The first time I learned about diabetes camp – there is such a thing? – was right after our daughter was diagnosed.  Hannah was 8 years old, and we were at our first appointment with the Certified Diabetes Educator aka The Angel.  After reviewing everything that we learned in the hospital (“Wait, we have to carry this red glucagon thing with us all the time?”), The Angel gave us a postcard showing kids canoeing, ziplining and all having the best time ever, ALL WITH DIABETES.  Latching onto this possibly positive aspect of a life-threatening disease, we promised Hannah she could go to Camp Colorado, which happens to be practically in our backyard.  If you are not familiar with one of the nationwide American Diabetes Association camps, do your kiddo a favor and give it some thoughtful consideration.

First, know that these camps are POPULAR.  I know now that registration for camp in July opens up at the end of March and mark my calendar accordingly.  We actually missed the first sign up that first year Hannah was diagnosed and she never made it off the waiting list.  Now I know …. and she reminds me as well.

Second, there is a serious amount of online paperwork you will have to fill out.  These people take the fact that they are caring for your child very seriously, and you’ll need doctors’ information, A1C results, permission from a CDE or endocrinologist, pump serial numbers, type of insulin …. the list goes on.  The neat thing is that you can set up an online account and a lot of information is saved year to year.  When it comes down to it, you want the camp staff to know everything about your kid.

Third, diabetes camp is affordable.  Although the actual cost per camper is very expensive – due to having physicians and nurses on staff – a lot of the cost is underwritten by fabulous donors and sponsors so that the cost to you is in line with a typical week at camp.

Fourth, this is one of the few times that you as a parent can take a breather from diabetes.  Not only can you voice any questions you have during a conference call ahead of time, but every minute of your child’s day at camp is monitored, from the line up of blood sugar checks before meals, to the nightly Juice Fairy visits, to the adjustments in insulin to compensate for the amount of activity they’re doing.  And when you pick up your camper, one of their counselors will review their blood sugar log with you.

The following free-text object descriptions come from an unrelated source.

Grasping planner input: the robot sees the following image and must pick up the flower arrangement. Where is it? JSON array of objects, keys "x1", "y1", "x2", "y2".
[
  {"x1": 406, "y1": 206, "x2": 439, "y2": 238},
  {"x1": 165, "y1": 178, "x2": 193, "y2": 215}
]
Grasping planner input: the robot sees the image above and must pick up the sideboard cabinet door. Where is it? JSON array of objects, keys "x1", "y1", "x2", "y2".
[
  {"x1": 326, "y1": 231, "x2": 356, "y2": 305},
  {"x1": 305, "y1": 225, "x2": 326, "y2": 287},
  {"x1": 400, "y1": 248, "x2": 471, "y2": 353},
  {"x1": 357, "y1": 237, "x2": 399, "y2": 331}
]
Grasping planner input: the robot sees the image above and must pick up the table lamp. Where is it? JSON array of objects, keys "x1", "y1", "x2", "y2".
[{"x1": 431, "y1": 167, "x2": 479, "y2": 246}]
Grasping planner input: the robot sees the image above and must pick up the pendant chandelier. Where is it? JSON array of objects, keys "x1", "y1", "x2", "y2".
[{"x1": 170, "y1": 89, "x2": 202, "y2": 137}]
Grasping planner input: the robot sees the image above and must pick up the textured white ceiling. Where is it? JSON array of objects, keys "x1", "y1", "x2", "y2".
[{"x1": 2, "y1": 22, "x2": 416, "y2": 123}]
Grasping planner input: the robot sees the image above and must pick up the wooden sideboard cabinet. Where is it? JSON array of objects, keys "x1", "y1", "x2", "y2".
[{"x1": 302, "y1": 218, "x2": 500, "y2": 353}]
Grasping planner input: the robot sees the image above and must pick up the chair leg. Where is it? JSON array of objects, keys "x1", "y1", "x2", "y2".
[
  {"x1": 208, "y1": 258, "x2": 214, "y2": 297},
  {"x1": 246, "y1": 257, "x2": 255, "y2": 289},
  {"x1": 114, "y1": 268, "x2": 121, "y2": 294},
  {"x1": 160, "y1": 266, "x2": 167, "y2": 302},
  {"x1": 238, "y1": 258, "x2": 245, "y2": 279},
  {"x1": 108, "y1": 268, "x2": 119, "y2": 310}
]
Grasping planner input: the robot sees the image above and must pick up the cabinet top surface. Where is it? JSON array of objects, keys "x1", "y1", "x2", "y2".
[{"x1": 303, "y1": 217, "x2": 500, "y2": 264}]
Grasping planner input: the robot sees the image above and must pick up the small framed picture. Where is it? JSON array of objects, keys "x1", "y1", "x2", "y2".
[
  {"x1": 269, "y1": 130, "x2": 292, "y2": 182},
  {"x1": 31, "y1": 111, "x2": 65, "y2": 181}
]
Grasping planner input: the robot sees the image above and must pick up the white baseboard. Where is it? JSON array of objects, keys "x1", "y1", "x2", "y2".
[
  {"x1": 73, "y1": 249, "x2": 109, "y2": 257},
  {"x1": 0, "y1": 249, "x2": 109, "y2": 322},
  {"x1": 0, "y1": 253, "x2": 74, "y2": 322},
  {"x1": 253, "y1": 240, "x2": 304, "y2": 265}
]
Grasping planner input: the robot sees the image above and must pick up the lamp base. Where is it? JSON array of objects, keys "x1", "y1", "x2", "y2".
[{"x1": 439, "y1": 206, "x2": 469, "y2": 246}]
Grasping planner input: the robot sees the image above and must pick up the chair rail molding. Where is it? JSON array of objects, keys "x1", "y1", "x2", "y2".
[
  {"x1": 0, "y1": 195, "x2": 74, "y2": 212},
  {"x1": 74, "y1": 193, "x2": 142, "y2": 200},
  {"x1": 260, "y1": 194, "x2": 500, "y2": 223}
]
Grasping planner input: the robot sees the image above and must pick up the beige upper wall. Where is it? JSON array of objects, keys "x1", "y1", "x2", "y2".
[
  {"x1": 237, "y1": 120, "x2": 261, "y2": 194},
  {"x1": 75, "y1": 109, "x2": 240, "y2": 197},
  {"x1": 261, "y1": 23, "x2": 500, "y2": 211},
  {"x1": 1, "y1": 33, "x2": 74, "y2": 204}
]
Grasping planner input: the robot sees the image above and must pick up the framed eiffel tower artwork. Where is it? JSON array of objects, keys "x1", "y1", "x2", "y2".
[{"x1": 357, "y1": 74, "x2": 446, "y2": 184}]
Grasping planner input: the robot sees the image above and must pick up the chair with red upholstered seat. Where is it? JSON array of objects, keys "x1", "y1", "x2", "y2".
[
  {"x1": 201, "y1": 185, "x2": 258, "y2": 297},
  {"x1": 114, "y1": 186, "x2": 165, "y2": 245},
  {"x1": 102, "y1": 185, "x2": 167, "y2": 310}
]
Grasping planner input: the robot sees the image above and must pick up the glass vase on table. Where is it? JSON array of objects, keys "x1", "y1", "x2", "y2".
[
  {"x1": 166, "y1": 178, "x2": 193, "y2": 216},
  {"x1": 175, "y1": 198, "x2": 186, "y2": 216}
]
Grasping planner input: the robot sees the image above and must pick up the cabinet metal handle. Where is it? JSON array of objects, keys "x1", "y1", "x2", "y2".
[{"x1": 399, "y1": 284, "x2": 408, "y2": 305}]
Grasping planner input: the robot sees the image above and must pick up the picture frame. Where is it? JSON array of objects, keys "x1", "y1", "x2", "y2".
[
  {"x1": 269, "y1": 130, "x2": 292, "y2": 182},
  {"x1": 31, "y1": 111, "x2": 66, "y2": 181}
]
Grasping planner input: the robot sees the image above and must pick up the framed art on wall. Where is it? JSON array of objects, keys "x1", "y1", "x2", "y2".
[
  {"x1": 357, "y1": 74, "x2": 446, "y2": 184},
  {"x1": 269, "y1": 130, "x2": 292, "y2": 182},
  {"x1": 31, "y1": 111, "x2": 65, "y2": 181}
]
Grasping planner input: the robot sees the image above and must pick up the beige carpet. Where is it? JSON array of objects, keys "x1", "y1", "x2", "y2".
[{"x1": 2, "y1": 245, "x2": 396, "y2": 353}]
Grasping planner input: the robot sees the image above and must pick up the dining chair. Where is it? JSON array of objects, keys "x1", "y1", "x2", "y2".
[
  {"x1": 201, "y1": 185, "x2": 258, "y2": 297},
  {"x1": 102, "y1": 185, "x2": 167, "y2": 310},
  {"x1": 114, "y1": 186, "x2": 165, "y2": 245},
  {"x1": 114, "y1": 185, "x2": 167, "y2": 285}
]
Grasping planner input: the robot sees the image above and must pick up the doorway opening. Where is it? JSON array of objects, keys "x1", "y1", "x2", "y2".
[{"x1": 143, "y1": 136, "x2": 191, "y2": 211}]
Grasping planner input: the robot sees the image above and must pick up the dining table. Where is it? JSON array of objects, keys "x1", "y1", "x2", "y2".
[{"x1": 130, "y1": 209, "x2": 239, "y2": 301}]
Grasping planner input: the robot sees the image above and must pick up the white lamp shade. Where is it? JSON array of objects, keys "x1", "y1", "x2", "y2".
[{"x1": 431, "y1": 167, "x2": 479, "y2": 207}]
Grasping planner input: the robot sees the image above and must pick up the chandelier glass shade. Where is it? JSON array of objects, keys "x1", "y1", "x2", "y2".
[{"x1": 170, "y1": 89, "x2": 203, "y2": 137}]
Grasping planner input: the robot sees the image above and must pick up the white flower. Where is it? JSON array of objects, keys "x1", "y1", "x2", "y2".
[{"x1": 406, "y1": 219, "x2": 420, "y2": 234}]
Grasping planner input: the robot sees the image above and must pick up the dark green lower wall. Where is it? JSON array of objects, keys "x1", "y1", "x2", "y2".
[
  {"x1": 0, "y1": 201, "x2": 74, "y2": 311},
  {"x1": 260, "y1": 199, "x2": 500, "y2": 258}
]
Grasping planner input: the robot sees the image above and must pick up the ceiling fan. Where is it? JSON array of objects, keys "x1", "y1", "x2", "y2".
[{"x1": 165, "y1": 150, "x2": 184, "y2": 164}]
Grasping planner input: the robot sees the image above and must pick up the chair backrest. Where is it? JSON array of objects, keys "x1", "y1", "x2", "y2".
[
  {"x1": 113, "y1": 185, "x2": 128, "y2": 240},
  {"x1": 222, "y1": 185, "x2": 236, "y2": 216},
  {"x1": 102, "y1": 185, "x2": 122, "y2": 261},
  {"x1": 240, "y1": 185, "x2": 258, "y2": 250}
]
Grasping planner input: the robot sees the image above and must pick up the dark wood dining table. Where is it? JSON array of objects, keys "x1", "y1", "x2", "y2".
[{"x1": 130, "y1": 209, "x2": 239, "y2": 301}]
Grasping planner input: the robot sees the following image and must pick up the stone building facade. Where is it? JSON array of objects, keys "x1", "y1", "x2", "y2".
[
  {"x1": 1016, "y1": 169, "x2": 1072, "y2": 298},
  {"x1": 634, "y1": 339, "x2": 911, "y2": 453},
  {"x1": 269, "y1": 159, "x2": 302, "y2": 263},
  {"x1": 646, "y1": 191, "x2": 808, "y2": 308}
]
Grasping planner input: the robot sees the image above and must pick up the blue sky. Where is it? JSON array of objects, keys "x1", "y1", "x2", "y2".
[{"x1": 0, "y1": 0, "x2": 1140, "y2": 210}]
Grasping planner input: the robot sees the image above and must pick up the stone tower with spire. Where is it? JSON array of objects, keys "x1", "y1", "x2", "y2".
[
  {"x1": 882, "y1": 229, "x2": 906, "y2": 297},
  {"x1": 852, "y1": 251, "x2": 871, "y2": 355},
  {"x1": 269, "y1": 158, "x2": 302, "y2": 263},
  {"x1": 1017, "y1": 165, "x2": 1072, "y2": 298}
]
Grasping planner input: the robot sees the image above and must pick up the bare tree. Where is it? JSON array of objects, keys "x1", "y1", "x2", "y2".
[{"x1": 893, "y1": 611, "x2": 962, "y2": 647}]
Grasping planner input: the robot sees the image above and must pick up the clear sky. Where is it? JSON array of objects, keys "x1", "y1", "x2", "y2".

Fifth, this is an amazing learning experience for your child.  Do you long for the times before the diabetes diagnoses when your son or daughter was like everyone else?  At camp, they are like everyone else.  Everyone checks their blood sugar.  Everyone has lows and highs.  Everyone gets a shot or a pump bolus.  Many kids have to eat gluten-free.  And the camaraderie encourages kids to try a new injection site, or to wear their CGM.

And finally, if you have a long drive home, prepare for non-stop chatter about how much fun your child had, and about terrific counselors, and making new friends, and things like the Blob and the Vomitron.  And about next year.